ExxonMobil contre les Pays-Bas : pourquoi la Belgique doit quitter le Traité sur la Charte de l’énergie
Illustration : Maximo Tuja / SOMO

CNCD 11.11.11 | 20 octobre 2025

ExxonMobil contre les Pays-Bas : pourquoi la Belgique doit quitter le Traité sur la Charte de l’énergie

par Lora Verheecke

Le Traité sur la Charte de l’énergie a disparu de l’agenda politique belge, mais ses effets néfastes persistent. L’attaque des Pays-Bas par ExxonMobil, via une filiale enregistrée en Belgique, en est une illustration frappante.

Au nord des Pays-Bas, l’exploitation gazière a eu de lourdes conséquences pour les habitants et habitantes de la région de Groningen, notamment des tremblements de terre et de la pollution. En avril 2024, un tournant se dessine : l’extraction gazière prendra fin et Shell, ExxonMobil ainsi que le gouvernement néerlandais s’engagent à réparer et à compenser les dommages causés.

Mais ceci était sans compter sur la Belgique et la filiale belge d’ExxonMobil. L’ONG néerlandaise SOMO a mis en lumière comment ExxonMobil a utilisé sa filiale belge et le Traité sur la Charte de l’énergie (TCE), dont la Belgique est signataire, pour engager des actions en justice contre les Pays-Bas.

En effet, le TCE contient un mécanisme d’arbitrage qui permet aux investisseurs d’attaquer les Etats devant des tribunaux d’arbitrage privés (ISDS, pour Investor-to-State Dispute Settlement), non seulement pour des expropriations directes (en cas de nationalisation arbitraire, par exemple), mais aussi pour ce que l’on appelle des « expropriations indirectes », un concept large, qui inclut potentiellement toute décision qui aurait un impact négatif sur les profits de l’entreprise. Le traité ne permet pas à une entreprise de contester les décisions de son propre État, mais seulement celles d’un autre. La Belgique étant toujours membre du Traité sur la Charte de l’énergie, ExxonMobil a pu passer par sa filiale belge pour recourir à un tribunal privé international et contester le montant à payer pour réparer les dégâts causés par les opérations gazières à Groningen.
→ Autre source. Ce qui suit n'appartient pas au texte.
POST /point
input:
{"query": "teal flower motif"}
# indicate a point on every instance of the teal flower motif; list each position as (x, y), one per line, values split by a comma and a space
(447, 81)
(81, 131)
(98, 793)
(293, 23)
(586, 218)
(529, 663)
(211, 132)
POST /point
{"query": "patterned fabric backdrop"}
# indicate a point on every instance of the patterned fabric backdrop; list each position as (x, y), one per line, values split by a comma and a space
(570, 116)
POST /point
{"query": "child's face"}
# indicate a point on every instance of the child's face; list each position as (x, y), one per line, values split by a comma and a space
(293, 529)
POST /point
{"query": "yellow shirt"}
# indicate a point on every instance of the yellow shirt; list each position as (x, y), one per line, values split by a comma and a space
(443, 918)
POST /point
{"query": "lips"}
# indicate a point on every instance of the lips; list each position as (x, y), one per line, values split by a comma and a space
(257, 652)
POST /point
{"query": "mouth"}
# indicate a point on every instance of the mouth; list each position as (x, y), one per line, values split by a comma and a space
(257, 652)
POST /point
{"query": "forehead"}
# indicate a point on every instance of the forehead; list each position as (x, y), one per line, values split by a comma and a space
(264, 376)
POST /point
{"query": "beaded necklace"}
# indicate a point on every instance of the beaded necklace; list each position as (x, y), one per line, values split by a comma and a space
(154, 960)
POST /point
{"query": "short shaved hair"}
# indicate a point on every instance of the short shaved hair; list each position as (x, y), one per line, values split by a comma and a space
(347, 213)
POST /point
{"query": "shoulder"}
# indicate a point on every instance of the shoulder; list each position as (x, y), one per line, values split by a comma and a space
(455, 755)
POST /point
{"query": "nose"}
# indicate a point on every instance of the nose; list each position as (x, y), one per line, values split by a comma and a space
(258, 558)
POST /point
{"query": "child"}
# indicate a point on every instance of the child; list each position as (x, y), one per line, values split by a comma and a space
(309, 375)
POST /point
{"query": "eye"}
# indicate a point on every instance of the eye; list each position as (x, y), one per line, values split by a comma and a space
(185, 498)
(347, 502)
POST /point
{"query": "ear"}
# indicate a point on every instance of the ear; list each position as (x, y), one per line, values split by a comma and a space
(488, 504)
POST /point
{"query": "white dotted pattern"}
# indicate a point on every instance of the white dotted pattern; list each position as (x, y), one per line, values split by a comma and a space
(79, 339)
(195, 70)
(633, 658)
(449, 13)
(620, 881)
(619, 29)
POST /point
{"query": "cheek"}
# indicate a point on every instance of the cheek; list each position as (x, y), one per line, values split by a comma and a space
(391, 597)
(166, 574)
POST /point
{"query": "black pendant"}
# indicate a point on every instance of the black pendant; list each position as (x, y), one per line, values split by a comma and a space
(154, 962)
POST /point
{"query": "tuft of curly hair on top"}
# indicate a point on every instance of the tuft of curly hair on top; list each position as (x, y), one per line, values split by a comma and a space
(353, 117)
Shell, autre exploitant à Groningen, a également menacé d’engager une procédure d’arbitrage privé fondée sur le même traité contre les Pays-Bas. La multinationale a eu recours à ces tribunaux par le passé, contournant notamment une décision de la Cour suprême nigérienne relative à un déversement de pétrole de 1970, et ne versant aux communautés affectées qu’un quart de la compensation initialement fixée.

L’utilisation de tribunaux privés pour contester des décisions nationales relatives à la sortie des énergies fossiles et aux compensations pour les pollutions liées à leur extraction est alarmante. Il est tout aussi inquiétant que la Belgique, en choisissant de rester partie au Traité sur la Charte de l’énergie — contrairement à la France, à l’Allemagne ou à l’Union européenne —, continue de légitimer ce système d’arbitrage privé.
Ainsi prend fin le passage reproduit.